Hai mai sentito parlare dei vini Piwi? Sono vini prodotti da vitigni resistenti alle malattie, che promettono di rivoluzionare il mondo della viticoltura. In questo articolo scopriremo cos'è un vino Piwi, quali sono i suoi vantaggi e perché sta riscuotendo sempre più successo tra i produttori e gli appassionati.
Negli ultimi anni, i vini Piwi stanno attirando l’attenzione di esperti e consumatori grazie alla loro capacità di combinare qualità enologica e sostenibilità ambientale. Piwi è l’acronimo di "Pilzwiderstandsfähig", termine tedesco che significa "resistente ai funghi", quindi non è una scelta qualitativa, ma di resa. Si tratta di varietà di vite create per essere più resistenti a malattie fungine, come peronospora e oidio, riducendo drasticamente la necessità di trattamenti chimici. Questo approccio non solo abbassa l'impatto ambientale della viticoltura, ma apre nuove prospettive per una produzione vinicola più sostenibile e innovativa. Il mondo del vino è in continua evoluzione e sempre più attento alle tematiche della sostenibilità. In questo contesto, i vini Piwi stanno guadagnando terreno, offrendo una prospettiva innovativa e promettente per il futuro della viticoltura. Ma cosa sono esattamente questi vini? E perché stanno suscitando tanto interesse?

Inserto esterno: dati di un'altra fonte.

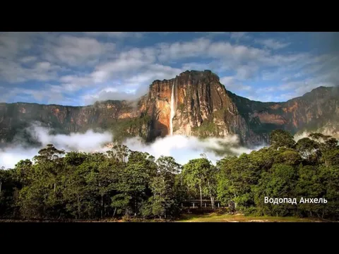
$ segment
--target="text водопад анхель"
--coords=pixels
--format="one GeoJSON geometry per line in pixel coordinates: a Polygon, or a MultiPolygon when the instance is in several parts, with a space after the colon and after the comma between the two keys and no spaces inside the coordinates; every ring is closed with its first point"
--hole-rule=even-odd
{"type": "MultiPolygon", "coordinates": [[[[293,204],[297,205],[297,198],[270,198],[265,197],[265,204],[270,203],[273,205],[279,204],[293,204]]],[[[300,198],[299,200],[299,204],[326,204],[327,200],[323,198],[300,198]]]]}

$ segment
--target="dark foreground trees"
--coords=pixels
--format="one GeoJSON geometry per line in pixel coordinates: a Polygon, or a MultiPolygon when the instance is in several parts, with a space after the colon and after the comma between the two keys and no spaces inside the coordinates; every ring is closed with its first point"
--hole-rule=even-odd
{"type": "Polygon", "coordinates": [[[338,140],[312,133],[295,142],[274,131],[268,147],[206,156],[182,167],[171,157],[116,145],[106,153],[65,153],[52,145],[13,169],[0,169],[0,217],[98,219],[175,217],[189,199],[210,200],[234,212],[339,219],[338,140]],[[300,198],[326,203],[299,202],[300,198]],[[292,200],[273,203],[266,199],[292,200]]]}

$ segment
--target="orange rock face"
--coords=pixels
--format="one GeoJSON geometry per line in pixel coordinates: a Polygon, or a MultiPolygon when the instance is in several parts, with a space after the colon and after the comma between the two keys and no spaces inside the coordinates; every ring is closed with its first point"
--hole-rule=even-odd
{"type": "Polygon", "coordinates": [[[258,116],[260,121],[263,123],[275,123],[278,125],[283,125],[287,123],[287,121],[282,117],[282,116],[264,113],[254,113],[254,116],[258,116]]]}

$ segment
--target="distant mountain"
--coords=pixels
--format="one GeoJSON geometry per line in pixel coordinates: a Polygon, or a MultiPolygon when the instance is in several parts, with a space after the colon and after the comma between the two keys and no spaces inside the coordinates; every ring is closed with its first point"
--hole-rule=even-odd
{"type": "Polygon", "coordinates": [[[319,87],[285,102],[255,102],[227,90],[210,71],[187,71],[171,80],[155,80],[136,103],[0,103],[0,143],[27,134],[25,128],[34,121],[61,133],[109,130],[118,140],[138,135],[152,141],[170,135],[171,129],[174,134],[199,137],[237,134],[243,145],[252,146],[266,143],[277,128],[339,133],[339,90],[319,87]]]}

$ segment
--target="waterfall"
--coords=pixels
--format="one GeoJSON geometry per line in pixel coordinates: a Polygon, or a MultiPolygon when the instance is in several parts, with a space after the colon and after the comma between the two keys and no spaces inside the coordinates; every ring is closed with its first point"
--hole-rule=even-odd
{"type": "Polygon", "coordinates": [[[173,85],[172,86],[172,95],[171,95],[171,114],[170,116],[170,135],[173,135],[173,117],[174,117],[174,81],[173,81],[173,85]]]}

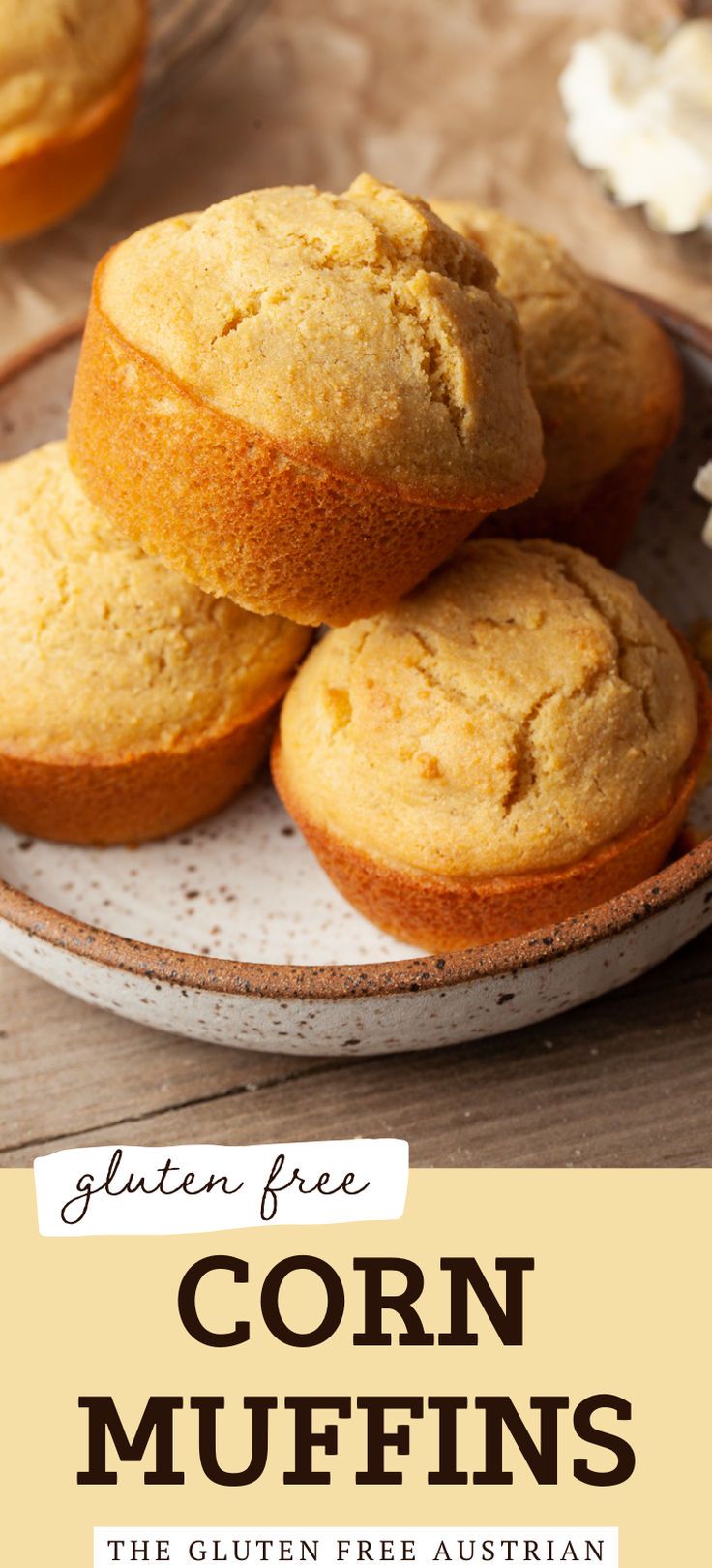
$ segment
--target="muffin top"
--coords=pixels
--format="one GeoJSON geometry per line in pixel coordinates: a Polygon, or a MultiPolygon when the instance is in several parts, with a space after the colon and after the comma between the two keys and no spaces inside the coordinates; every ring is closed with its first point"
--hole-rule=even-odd
{"type": "Polygon", "coordinates": [[[155,223],[103,262],[117,331],[286,456],[433,503],[529,495],[541,434],[482,251],[361,174],[155,223]]]}
{"type": "Polygon", "coordinates": [[[397,866],[565,866],[665,809],[698,732],[676,638],[563,544],[477,539],[329,632],[282,709],[307,818],[397,866]]]}
{"type": "Polygon", "coordinates": [[[523,325],[545,434],[537,505],[574,506],[631,452],[671,441],[679,367],[651,317],[590,278],[551,235],[474,202],[438,201],[435,210],[487,251],[523,325]]]}
{"type": "Polygon", "coordinates": [[[213,599],[122,539],[63,441],[0,464],[0,750],[117,760],[260,712],[308,632],[213,599]]]}
{"type": "Polygon", "coordinates": [[[77,119],[142,33],[142,0],[0,0],[0,160],[77,119]]]}

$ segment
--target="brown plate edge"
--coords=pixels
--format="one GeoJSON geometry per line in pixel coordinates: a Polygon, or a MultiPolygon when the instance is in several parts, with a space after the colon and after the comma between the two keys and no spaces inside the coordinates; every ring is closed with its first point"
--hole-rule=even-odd
{"type": "MultiPolygon", "coordinates": [[[[617,285],[620,287],[620,285],[617,285]]],[[[631,289],[621,289],[656,315],[673,336],[712,359],[712,329],[676,306],[662,304],[631,289]]],[[[69,321],[16,354],[0,368],[6,386],[38,359],[63,348],[81,332],[83,321],[69,321]]],[[[423,958],[396,958],[371,964],[258,964],[235,958],[207,958],[199,953],[153,947],[88,925],[39,903],[0,878],[0,919],[52,947],[88,958],[110,969],[135,974],[156,985],[171,985],[216,994],[291,1000],[346,1000],[387,997],[418,991],[446,989],[479,978],[502,980],[523,969],[551,964],[574,952],[623,935],[653,919],[678,900],[710,883],[706,903],[712,919],[712,839],[682,855],[657,877],[620,894],[617,898],[573,916],[557,925],[509,938],[484,949],[432,953],[423,958]]],[[[509,999],[509,997],[507,997],[509,999]]]]}

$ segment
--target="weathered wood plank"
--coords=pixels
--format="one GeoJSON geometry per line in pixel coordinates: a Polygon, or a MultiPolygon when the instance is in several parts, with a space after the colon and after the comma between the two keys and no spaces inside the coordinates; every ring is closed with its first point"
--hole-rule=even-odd
{"type": "Polygon", "coordinates": [[[363,1134],[410,1138],[421,1165],[712,1163],[712,933],[535,1029],[338,1065],[171,1041],[30,985],[44,1018],[0,1041],[3,1165],[114,1138],[363,1134]],[[56,1093],[28,1118],[50,1058],[56,1093]],[[27,1126],[25,1137],[9,1137],[13,1126],[27,1126]]]}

Piwi è l'acronimo di "pilzwiderstandfähig", che in tedesco significa "resistente ai funghi". Si tratta di vitigni ottenuti attraverso incroci tra varietà europee e americane, selezionate per la loro elevata resistenza ai parassiti. Anche se sembra una cosa futuristica in realtà studi su queste tipologie di viti si fanno dalla fine dell'Ottocento, in concomitanza con l'epidemia di fillossera che ha colpito l'Europa. Anche se oggi hanno un nome germanico, i primi ad aver teorizzato questo processo sono stati i francesi che fino ai primi decenni del ‘900 hanno provato a creare vitigni "immortali".

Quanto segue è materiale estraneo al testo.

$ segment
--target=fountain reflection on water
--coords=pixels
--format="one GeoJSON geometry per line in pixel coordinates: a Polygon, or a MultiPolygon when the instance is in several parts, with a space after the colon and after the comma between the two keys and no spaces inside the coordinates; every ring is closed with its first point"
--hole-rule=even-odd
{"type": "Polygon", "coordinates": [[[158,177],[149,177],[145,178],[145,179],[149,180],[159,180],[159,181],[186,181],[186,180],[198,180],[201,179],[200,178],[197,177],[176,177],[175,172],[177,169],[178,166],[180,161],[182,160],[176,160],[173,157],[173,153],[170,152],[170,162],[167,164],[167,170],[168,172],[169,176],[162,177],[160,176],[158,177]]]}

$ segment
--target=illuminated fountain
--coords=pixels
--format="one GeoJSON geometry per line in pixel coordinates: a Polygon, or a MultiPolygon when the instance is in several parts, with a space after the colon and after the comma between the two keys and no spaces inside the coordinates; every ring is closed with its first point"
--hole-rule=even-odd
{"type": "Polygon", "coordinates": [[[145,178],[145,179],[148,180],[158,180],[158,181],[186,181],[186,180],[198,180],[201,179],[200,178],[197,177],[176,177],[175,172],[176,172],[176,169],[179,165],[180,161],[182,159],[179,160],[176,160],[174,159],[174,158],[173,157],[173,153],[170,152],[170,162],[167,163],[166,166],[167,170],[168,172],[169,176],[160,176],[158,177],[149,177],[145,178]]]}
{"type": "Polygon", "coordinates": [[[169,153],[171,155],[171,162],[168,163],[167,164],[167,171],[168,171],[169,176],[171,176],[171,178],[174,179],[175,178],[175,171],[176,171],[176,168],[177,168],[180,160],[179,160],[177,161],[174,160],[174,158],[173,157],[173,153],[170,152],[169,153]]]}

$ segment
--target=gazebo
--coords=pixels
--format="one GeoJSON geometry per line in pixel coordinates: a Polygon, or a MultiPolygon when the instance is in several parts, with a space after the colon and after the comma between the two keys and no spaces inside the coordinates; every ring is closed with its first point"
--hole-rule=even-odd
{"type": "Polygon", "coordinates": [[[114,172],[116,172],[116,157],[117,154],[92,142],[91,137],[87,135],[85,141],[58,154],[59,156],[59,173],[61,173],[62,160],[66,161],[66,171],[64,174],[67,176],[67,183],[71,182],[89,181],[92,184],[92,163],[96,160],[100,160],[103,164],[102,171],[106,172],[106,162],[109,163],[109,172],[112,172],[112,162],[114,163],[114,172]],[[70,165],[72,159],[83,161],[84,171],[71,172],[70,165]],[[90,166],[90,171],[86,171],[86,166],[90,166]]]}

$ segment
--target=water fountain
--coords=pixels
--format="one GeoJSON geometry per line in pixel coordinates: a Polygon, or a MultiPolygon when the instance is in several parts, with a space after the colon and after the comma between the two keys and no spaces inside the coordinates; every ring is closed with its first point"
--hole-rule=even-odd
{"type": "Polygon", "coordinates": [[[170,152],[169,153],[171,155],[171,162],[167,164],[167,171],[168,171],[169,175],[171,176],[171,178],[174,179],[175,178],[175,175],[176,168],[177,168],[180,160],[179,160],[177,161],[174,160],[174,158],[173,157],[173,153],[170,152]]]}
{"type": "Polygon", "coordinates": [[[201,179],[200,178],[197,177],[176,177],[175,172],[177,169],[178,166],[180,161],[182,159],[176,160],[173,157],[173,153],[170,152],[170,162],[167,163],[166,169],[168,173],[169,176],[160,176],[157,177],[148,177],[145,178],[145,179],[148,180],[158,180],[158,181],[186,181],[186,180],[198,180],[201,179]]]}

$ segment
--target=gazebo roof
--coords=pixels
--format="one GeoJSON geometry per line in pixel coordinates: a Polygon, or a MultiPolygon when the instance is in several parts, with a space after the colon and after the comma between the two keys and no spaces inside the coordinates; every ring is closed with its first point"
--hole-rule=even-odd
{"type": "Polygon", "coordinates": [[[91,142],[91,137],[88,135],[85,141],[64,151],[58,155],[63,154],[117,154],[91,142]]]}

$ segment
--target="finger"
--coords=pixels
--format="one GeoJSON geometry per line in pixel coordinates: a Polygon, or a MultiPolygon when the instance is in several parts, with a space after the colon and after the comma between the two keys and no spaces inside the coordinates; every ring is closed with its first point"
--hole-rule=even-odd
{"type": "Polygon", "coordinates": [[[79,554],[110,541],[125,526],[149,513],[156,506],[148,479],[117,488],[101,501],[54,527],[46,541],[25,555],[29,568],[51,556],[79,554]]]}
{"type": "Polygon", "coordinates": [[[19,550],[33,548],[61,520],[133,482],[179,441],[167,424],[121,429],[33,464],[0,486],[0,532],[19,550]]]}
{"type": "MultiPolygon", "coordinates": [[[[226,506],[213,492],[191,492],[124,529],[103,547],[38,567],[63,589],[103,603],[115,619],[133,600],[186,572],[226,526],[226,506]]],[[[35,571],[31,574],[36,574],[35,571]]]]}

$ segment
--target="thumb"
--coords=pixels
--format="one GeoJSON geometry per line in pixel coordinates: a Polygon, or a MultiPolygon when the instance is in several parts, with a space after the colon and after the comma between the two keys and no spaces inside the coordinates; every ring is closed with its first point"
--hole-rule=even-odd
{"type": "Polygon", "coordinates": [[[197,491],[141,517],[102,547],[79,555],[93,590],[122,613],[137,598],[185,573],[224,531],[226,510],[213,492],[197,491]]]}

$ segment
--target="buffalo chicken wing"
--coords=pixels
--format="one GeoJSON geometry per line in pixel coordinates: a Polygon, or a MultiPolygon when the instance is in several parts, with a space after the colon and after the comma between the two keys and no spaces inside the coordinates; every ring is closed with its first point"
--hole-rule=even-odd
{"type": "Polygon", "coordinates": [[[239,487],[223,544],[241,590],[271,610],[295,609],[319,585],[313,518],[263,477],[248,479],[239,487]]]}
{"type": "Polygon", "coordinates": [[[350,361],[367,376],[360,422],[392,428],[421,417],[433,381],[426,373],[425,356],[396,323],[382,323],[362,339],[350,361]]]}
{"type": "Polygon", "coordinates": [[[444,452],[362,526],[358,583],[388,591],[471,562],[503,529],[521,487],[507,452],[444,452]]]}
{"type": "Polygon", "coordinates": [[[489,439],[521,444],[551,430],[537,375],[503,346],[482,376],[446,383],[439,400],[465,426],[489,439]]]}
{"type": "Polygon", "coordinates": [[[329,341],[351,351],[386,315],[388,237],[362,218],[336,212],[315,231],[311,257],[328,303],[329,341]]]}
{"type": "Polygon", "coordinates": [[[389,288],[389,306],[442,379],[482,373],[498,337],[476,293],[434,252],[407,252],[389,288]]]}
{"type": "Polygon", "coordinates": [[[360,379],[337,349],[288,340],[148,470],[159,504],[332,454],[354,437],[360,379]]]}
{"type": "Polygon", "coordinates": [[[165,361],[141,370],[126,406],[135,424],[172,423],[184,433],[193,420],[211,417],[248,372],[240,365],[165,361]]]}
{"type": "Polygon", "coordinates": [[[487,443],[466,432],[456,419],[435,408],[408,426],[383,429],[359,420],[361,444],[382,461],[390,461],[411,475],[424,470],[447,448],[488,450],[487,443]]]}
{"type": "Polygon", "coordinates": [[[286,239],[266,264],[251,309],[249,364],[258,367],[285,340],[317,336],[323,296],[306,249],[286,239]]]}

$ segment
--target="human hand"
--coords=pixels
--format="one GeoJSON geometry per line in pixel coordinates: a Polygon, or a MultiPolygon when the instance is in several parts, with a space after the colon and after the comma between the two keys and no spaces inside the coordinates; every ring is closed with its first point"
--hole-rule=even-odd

L’obiettivo originario di queste ricerche era ben definito, come scrive Slow Food: incrociare in maniera efficace alcune varietà di vite da vino europee con varietà di vite americane tentando di combinare la resistenza delle varietà americane alle crittogame e alla fillossera della vite, malattie che in quel tempo stavano devastando buona parte dei vigneti in Europa, alla qualità organolettica dei vini ottenuti dalle varietà europee. Gli ibridi di prima generazione nati da questi studi sono stati la Isabella, la Clinton e l'Hebermont ma nessuna di queste uve è mai riuscita ad avere un corrispettivo vino di qualità, così la ricerca è stata un po' abbandonata.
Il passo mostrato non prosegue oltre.